CPU and GPU acceleration of in-game physics is something that AMD’s graphics part, ATI has in mind. Godfrey Cheng, AMD’s Director of technical marketing, graphics product group, has confirmed that this is the path that the company wants to take.
AMD just demonstrated its Cloth and Destruction demos based
on the Havoc engine, and AMD was able to balance the performance between CPU and
GPU. Godfrey confirmed that AMD believes in open standards such as OpenCL, and
therefore AMD was happy to demonstrate graphics accelerated physics with the Havok
engine.
The funny part is that Intel owns Havok and this cooperation
between Intel and AMD works really well, at least on a technical level. OpenCL
lets AMD choose if the physics should run on GPU or CPU and demos even had
toggle scrolls between CPU and GPU acceleration.

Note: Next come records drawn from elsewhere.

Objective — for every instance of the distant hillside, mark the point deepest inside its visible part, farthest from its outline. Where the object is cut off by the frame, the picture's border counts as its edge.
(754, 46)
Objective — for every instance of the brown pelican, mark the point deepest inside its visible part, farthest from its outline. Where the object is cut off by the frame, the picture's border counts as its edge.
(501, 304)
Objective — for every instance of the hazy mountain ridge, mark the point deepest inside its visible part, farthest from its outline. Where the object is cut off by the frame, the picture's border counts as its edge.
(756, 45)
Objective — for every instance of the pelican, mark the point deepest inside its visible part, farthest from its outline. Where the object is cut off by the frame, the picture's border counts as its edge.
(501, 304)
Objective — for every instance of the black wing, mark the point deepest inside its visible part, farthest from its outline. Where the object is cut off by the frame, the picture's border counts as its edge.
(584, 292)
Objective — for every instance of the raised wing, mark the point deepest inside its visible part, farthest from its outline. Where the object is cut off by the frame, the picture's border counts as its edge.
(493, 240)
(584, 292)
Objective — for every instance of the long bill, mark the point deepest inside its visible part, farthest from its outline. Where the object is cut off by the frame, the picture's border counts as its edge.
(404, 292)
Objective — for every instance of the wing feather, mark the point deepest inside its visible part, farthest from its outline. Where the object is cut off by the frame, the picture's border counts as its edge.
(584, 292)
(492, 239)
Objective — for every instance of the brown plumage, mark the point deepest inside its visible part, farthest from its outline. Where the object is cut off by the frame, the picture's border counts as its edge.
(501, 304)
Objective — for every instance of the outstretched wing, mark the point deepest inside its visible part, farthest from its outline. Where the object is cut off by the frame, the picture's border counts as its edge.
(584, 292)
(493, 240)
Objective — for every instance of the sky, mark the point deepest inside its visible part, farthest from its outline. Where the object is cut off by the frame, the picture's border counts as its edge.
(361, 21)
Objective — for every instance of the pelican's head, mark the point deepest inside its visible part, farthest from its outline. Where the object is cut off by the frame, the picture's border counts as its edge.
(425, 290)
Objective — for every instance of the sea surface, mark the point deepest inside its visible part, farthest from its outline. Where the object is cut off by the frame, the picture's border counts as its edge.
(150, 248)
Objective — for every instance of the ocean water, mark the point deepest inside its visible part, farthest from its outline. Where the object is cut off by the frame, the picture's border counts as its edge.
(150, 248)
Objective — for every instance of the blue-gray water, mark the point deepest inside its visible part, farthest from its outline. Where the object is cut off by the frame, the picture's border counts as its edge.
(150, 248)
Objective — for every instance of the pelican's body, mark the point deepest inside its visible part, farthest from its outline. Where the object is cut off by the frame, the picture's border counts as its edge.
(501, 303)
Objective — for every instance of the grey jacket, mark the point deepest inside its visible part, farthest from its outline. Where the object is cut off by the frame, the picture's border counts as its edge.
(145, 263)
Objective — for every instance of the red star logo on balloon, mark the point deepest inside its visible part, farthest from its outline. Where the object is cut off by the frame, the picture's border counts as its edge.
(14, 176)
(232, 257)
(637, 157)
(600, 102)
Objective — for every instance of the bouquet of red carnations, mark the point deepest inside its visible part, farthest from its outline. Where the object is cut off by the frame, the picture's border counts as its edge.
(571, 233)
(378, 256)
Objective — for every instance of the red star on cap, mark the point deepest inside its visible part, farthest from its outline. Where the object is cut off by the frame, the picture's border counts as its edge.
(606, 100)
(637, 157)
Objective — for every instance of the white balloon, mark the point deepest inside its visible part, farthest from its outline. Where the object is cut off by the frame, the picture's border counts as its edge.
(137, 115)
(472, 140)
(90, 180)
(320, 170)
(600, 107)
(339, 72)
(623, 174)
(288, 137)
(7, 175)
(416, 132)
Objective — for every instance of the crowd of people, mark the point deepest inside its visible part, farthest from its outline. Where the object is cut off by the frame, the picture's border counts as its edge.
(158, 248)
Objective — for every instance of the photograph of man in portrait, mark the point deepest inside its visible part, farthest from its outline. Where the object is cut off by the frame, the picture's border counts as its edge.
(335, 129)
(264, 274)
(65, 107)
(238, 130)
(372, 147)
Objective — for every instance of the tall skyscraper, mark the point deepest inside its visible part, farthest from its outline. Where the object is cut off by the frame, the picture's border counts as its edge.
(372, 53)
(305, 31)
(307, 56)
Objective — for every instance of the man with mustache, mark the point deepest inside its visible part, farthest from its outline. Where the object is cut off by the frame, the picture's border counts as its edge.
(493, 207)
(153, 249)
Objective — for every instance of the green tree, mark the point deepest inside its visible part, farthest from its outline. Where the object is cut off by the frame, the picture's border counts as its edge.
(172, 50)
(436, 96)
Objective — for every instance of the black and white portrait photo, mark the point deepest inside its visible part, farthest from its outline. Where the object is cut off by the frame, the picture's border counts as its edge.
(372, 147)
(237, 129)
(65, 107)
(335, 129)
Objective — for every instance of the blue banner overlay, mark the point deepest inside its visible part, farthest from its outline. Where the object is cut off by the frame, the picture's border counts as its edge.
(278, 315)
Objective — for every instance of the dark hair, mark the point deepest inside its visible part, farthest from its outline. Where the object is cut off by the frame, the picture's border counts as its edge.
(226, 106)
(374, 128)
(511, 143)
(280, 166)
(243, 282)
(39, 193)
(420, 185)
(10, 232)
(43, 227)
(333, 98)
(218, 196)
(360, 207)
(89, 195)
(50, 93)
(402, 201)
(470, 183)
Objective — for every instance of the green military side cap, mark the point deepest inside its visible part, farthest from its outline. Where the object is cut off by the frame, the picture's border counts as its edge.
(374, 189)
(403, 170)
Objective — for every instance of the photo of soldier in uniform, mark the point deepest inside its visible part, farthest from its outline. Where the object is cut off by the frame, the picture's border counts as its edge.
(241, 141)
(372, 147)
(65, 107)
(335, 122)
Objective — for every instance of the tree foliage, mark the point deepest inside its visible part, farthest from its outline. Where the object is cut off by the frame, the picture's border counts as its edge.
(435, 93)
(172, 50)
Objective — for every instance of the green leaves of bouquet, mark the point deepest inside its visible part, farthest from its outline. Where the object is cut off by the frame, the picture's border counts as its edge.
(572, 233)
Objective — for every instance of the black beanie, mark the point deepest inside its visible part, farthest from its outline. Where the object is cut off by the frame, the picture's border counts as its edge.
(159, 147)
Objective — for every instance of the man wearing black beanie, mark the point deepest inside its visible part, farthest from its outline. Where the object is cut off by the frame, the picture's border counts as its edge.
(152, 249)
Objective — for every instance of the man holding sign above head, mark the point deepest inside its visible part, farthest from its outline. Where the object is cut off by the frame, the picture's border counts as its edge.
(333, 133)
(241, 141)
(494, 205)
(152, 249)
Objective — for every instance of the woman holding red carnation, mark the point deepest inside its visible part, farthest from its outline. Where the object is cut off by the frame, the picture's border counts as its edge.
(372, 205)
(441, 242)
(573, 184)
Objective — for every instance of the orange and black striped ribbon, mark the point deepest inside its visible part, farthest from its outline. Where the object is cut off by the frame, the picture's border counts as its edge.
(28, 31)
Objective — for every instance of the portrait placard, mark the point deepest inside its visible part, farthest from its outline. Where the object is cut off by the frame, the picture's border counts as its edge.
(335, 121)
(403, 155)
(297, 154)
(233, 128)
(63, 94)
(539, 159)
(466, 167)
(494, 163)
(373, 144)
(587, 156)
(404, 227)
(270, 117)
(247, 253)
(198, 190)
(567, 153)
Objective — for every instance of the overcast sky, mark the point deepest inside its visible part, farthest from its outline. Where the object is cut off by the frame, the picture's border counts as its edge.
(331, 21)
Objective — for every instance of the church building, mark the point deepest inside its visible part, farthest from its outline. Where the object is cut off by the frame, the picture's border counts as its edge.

AMD believes that for a lot of physics effects the CPU should be
just fine, but for massive parallel operation that you get with cloth simulation
or destruction you need a GPU. As you probably know by now, a GPU can run many
things simultaneously and we use to call the parts of the GPU pipelines, but nowadays
the term shader is more appropriate. For example Radeon HD 4870 or 4890 has
800 shaders that theoretically can run 800 different operation simultaneously,
at least in a perfect world.
So for ATI currently Nvidia’s PhysX and its proprietary CUDA
will stay Nvidia’s, while ATI will concentrate completely on GPU acceleration using
Havok engine and OpenCL. Many believed that Intel will never let ATI to accelerate Physics
on a GPU but hey, as you can see it has happened and game developers are the
ones that should drive this further.